I think that it is about time that we step back from the politics of this issue and who can upset one point of view the most, and that we actually have a look at what we might be able to do. I am the first to admit that the position that the government finds itself in may not be the greatest of positions and that the intentions of the government might be better than they are contemplating. But consider this: this is the first time a national government has had proposals in place to see what action a national government can take to improve a situation that is controlled by the states and territories.
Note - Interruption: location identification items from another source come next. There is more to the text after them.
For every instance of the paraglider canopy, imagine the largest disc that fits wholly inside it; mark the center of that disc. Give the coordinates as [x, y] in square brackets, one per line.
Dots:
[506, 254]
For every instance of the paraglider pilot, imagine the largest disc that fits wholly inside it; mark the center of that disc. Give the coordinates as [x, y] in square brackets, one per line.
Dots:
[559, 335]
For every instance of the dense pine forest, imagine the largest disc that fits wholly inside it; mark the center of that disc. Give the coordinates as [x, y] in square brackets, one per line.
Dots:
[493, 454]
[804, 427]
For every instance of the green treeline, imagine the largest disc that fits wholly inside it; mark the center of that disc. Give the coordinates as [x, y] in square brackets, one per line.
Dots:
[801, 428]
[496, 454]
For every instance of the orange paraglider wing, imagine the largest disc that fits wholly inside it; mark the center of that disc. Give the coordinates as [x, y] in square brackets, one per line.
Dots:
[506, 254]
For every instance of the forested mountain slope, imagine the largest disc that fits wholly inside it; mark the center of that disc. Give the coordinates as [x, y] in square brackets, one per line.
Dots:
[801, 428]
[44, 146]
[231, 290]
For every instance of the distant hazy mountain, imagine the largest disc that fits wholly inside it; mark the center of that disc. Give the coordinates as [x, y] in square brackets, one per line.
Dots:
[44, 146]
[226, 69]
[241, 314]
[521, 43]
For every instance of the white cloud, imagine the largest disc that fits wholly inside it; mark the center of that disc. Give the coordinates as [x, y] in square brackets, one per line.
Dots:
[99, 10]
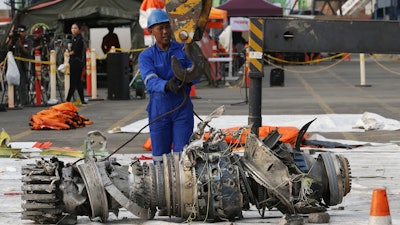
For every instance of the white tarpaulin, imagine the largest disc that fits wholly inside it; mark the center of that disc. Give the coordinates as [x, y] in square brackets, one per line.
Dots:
[323, 122]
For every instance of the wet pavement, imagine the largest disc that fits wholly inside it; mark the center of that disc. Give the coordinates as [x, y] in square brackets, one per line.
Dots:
[322, 88]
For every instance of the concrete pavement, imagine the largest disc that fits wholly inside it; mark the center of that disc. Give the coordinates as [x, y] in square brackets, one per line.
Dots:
[313, 89]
One of the things that amaze me is that we have a proposal to have a trial in the Australian Capital Territory—I stress that it is a trial. What is the basis of a trial? To see if something works, and we cannot even get agreement about that. It amazes me that so many people are willing to wash their hands on the basis of some ideological bent that controls their public policy about this area without giving things a chance to be proven. I hope that this parliament can look at this as a problem that we should all come to some agreement about in tackling it, because the people of my electorate cannot continue to suffer because of the losses that they incur.

Photo of Bruce ScottBruce Scott (Maranoa, National Party) Share this | | Hansard source

There being no further grievances, the debate is adjourned and the resumption of the debate will be made an order of the day for the next sitting.